The package allows the Department of Health and Human Services (HHS) to extend the temporary Medicare telehealth waivers until the end of the public health emergency or Dec. 31, 2021 (whichever comes later). It also requires the Medicare Payment Advisory Commission to report on the impact of the telehealth waiver and HHS to post data on the use of telehealth throughout the pandemic and provide legislative recommendations to Congress.
The Senate proposal does not include any Medicaid provisions related to enhancing the Federal Medicaid Assistance Percentages or the proposed Medicaid Fiscal Accountability Regulation.
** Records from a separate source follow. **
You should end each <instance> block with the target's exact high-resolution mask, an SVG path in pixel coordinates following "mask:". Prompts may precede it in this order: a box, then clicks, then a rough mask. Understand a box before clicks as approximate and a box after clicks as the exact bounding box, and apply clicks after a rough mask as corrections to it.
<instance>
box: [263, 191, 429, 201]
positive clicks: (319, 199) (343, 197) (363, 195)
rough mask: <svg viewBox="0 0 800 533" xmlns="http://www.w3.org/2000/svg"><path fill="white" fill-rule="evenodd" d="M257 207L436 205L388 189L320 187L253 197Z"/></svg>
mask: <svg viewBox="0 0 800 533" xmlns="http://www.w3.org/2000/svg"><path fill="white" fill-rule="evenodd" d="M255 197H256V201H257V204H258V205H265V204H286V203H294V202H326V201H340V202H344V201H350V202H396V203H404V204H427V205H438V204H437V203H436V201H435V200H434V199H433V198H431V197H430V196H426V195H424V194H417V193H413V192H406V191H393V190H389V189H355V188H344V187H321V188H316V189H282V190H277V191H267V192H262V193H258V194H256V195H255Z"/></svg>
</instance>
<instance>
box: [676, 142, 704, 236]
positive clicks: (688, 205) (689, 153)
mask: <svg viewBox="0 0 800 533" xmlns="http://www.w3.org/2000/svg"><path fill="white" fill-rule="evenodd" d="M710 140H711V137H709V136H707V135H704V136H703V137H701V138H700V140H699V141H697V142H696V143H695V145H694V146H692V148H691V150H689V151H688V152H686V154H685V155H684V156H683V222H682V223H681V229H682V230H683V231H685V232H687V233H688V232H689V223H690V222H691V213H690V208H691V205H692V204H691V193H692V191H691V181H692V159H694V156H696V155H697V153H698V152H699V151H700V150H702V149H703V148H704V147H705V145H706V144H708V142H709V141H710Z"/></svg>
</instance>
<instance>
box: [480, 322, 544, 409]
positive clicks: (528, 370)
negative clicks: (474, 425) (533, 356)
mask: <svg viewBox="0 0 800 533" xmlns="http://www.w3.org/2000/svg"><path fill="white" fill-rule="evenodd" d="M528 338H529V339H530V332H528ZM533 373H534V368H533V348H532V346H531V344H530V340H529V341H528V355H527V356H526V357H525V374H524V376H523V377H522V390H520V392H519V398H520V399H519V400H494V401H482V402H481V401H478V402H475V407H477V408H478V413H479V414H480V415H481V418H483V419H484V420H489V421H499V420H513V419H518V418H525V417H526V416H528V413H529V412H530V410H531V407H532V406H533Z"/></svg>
The HEALS Act would provide an additional $29 billion for the Higher Education Relief Fund to support institutional and student aid. However, institutions that paid the “endowment tax” in 2019 would receive decreased allocations and could only use the funding for student aid. The measure would require states to maintain their funding for education at least at the same proportional levels as in 2019 as a condition for receiving Education Stabilization Fund grants. The bill clarifies that any funds received by a student or family during the national emergency under the CARES Act should not be counted toward taxed or untaxed income.
The HEALS package also includes the Student Loan and FAFSA Simplification Act (S. 4247) [see Washington Highlights, July 24], which amends the Higher Education Act to establish just two repayment plans: a 10-year standard and an income-driven repayment plan with a floating scale for monthly payment amounts based on the borrower income. The bill would also adjust “cost of attendance” to include a student’s technology expenses.
The HEALS package includes temporary liability protections for hospitals, medical schools, health professionals, and administrators, among others, under the SAFE TO WORK Act (S. 4317). The AAMC joined 78 state and national education organizations in a July 29 letter to House and Senate leadership supporting these provisions.
“Academic medical centers are at the intersection of education, research, and patient care, and now are on the front lines of fighting COVID-19. In the midst of an unprecedented health care crisis that is straining our health care system, we must support our health care facilities and professionals as they meet the demands of their patients and communities, including protecting those serving from unwarranted legal action related to COVID-19,” the letter stated.